Perkataan itu terbukti. Sepulang dari pesantren, Habib Novel secara konsisten berguru kepada Habib Anis bin Alwi Al-Habsyi sejak 1995 hingga wafatnya sang guru pada 2006.
Dari Majelis Lokal ke Panggung Dunia
Sepeninggal gurunya, Habib Novel mulai aktif berdakwah ke berbagai daerah di Indonesia hingga mancanegara. Ia kemudian mendirikan Majelis Ar-Raudhah yang berlokasi di kawasan Semanggi, Pasar Kliwon, Solo.
Majelis tersebut berkembang pesat dan menjadi magnet bagi ribuan jamaah setiap Jumat malam. Tidak hanya dari Solo, para pencari ilmu datang dari berbagai penjuru negeri untuk menghadiri kajian yang dikenal hangat dan penuh keteduhan.
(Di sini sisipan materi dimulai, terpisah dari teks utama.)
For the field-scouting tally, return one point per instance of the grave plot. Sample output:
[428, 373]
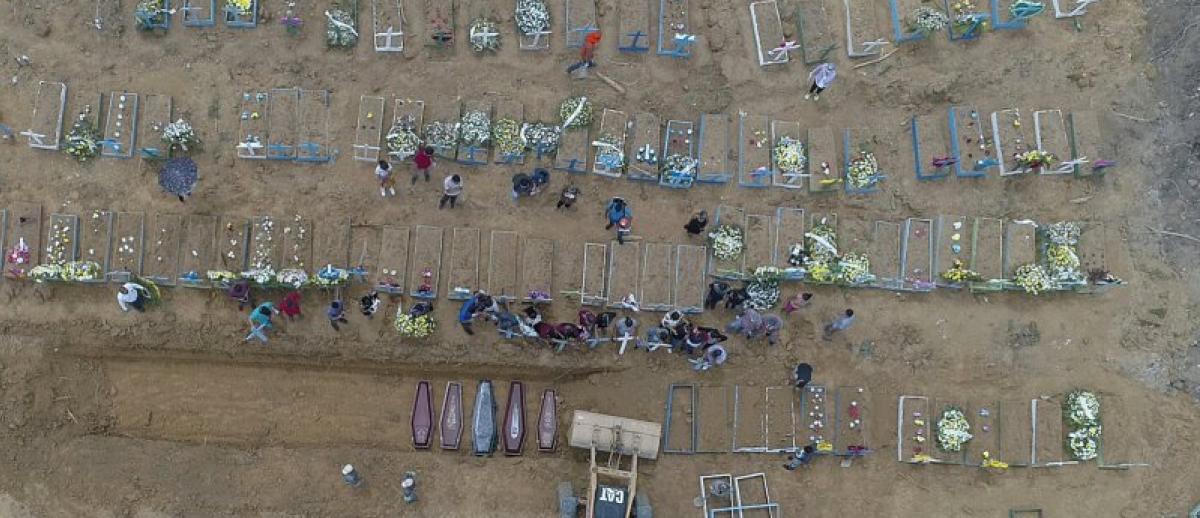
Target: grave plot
[714, 417]
[162, 246]
[120, 125]
[917, 254]
[369, 128]
[593, 284]
[815, 23]
[823, 173]
[507, 132]
[442, 132]
[1015, 433]
[609, 148]
[503, 261]
[282, 122]
[988, 254]
[634, 25]
[475, 132]
[689, 278]
[129, 235]
[971, 143]
[679, 155]
[96, 239]
[754, 151]
[365, 246]
[241, 18]
[425, 267]
[933, 154]
[1011, 140]
[253, 126]
[681, 432]
[768, 32]
[1049, 433]
[852, 411]
[886, 254]
[760, 241]
[407, 127]
[676, 35]
[658, 269]
[388, 25]
[573, 150]
[714, 149]
[441, 28]
[646, 134]
[463, 263]
[865, 28]
[537, 270]
[393, 260]
[156, 114]
[197, 251]
[232, 245]
[581, 20]
[199, 12]
[331, 244]
[735, 265]
[790, 227]
[624, 269]
[316, 144]
[46, 127]
[1020, 248]
[953, 247]
[984, 417]
[789, 156]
Keunikan dakwah Habib Novel terletak pada pendekatannya yang menyentuh semua indera. Ia menekankan bahwa dakwah harus “enak” dilihat, didengar, dicium, dan dirasakan. Karena itu, majelisnya dikemas dengan estetika yang baik—mulai dari tata visual, kualitas suara, hingga suasana yang nyaman dan hidangan yang disajikan.
Berdiri di atas lahan seluas 1.800 meter persegi, Majelis Ar-Raudhah kini bukan sekadar tempat pengajian, tetapi telah menjadi ruang spiritual yang dirindukan banyak orang.
Dakwah yang Menyejukkan
Melalui perjalanan hidupnya, Habib Novel Alaydrus menunjukkan bahwa ketekunan dalam menuntut ilmu dan keikhlasan dalam berdakwah mampu membawa pengaruh luas. Dari Solo, langkahnya menjangkau dunia, menghadirkan pesan Islam yang damai dan penuh keindahan bagi umat.